Retour dans le monde fantastique d’Andrus Kivirähk, au cœur d’un village et de la forêt Estonienne, avec cette imagination et cet humour dévastateur découverts avec bonheur en 2013 dans «L’homme qui savait la langue des serpents».

L’Estonie bascule début Novembre dans un hiver long et rigoureux : les conditions climatiques sinistres soulignées en début de chaque chapitre, bruine glaciale, boue envahissante, pluies et neige, n’empêchent pas, bien au contraire, que ce roman soit un conte féroce et drôle, toujours avec un sens aigu de l’autodérision, s’inspirant du folklore et des traditions Estoniennes, certainement un soutien pour endurer de rudes conditions de vie.

Sous-titré «Chronique de quelques détraquements dans la contrée des kratts», «Les groseilles de Novembre» est avant tout une galerie de personnages fantastiques, qui peuplent un petit village estonien en lisière de forêt, à une époque passée indéterminée, parmi lesquels les kratts, marionnettes construites de bric et de broc, et dotées d’une âme par un pacte que concluent les villageois avec le diable, employés essentiellement par leurs propriétaires pour voler leurs voisins.

D’ailleurs les villageois se volent tous les uns les autres, avec l’aide précieuse de leur kratt s’ils en ont un, et ils doivent non seulement se méfier de leurs congénères mais aussi des démons, des bêtes sauvages et créatures de la forêt, et du Diable.
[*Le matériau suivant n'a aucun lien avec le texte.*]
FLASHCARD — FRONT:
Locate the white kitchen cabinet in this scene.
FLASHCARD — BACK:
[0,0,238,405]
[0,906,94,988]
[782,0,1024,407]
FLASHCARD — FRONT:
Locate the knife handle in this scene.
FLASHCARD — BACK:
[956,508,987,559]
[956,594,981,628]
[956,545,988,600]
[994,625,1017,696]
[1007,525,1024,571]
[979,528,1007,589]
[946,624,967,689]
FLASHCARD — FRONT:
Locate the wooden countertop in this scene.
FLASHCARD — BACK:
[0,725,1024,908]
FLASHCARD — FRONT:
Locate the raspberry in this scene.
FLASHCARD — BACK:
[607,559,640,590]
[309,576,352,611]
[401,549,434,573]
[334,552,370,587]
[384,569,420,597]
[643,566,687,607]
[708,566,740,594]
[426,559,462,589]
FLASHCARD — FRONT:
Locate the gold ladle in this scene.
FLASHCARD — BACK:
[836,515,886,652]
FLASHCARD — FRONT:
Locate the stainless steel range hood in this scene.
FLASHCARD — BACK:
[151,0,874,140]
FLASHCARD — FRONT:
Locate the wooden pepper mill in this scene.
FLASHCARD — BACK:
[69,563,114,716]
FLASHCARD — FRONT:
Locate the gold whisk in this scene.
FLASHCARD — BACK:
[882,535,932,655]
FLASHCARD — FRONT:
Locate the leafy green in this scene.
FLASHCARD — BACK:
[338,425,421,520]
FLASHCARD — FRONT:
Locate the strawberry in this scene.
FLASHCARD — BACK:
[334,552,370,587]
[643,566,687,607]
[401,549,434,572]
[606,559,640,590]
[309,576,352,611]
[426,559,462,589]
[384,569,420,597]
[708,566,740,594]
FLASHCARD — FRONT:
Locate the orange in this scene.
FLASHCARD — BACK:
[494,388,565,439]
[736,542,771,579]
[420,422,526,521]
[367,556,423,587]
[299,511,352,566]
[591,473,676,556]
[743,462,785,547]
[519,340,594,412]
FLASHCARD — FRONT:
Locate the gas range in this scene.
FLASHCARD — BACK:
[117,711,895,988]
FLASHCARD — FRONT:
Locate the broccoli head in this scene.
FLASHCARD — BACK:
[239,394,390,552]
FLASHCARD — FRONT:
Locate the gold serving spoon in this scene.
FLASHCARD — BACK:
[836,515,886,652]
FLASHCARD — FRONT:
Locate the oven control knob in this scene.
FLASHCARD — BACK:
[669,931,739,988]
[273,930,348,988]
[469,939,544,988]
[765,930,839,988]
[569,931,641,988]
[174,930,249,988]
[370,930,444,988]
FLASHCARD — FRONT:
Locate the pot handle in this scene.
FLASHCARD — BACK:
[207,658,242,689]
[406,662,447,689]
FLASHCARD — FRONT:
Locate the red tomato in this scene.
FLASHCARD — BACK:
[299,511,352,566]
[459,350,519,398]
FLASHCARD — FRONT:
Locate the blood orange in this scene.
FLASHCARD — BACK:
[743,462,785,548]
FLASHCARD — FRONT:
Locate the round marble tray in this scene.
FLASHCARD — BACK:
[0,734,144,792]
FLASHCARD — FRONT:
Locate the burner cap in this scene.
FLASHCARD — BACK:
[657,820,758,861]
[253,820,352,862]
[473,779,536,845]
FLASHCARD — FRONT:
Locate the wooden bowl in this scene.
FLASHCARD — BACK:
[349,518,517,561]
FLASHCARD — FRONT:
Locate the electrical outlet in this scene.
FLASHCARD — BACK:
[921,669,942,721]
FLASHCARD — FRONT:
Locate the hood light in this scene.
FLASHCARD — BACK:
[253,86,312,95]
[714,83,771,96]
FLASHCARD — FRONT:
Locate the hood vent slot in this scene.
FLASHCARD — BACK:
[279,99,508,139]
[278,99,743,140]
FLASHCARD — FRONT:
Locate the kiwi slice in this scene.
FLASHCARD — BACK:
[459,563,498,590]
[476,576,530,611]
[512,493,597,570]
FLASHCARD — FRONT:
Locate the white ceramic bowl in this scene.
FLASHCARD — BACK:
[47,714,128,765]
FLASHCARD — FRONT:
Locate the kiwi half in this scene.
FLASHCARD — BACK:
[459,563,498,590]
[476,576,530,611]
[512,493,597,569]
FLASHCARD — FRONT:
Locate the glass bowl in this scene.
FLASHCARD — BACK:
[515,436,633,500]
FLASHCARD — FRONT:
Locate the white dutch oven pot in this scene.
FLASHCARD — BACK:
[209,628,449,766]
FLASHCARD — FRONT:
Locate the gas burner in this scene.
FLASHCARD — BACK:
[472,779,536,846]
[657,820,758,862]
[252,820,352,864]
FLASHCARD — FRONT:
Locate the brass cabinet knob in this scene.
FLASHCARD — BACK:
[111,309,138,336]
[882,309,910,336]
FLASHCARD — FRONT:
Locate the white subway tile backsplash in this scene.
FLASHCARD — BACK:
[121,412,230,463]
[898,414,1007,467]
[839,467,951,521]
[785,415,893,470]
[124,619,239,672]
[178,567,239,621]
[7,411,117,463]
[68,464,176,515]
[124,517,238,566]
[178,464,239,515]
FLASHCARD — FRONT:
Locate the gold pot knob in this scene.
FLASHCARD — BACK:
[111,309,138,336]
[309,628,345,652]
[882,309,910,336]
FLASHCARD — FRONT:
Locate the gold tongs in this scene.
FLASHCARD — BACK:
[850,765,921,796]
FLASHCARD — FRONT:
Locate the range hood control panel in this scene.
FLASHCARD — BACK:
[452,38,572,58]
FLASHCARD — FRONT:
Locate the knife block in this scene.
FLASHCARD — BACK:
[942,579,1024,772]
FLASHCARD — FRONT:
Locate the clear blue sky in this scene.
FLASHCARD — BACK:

Cela dit le Diable est plutôt stupide et se laisse facilement berner par des habitants sans scrupules, pour l’essentiel prêts à se mettre indifféremment au service du Diable ou de Dieu, s’ils peuvent en retirer quelque bénéfice. Détail réjouissant parmi tant d’autres, cette présence en creux du seigneur local, un baron qui se fait berner et voler sans jamais en concevoir le moindre soupçon.

«Pourquoi diable veux-tu aller à l’église ? Je ne comprends pas, s’étonna le kratt Joosep, installé sur le poêle. À quoi cela te sert-il d’entretenir des relations avec Dieu ? Tu lui adresses des prières, mais que t’a-t-il donné en contrepartie ? Avec le diable au moins, c’est toujours utile de faire des affaires : tu lui donnes ton sang, et lui te procure en échange quelque chose dont tu as cruellement besoin. Pas la peine de le prier ni de l’implorer. C’est un marché tout ce qu’il y a de plus clair et de plus honnête !
- À l’église, on rencontre du monde, répondit le granger. Et ne va surtout pas croire que Jésus n’a aucun pouvoir ! Dans certains domaines, il a des choses très utiles à offrir. Par exemple, si on se fait attaquer par un démon, un moyen très efficace de s’en débarrasser est de le frapper avec un cierge volé à l’église. Moi, je glisse toujours un cierge dans ma botte quand je sors pendant la nuit.»

Dans un registre beaucoup plus loufoque que «L’homme qui savait la langue des serpents», cette chronique de villageois roublards, bêtes ou ingénieux se dévore avec beaucoup de plaisir, et tous les phénomènes et personnages bizarres deviennent après seulement quelques pages d’une étrange familiarité.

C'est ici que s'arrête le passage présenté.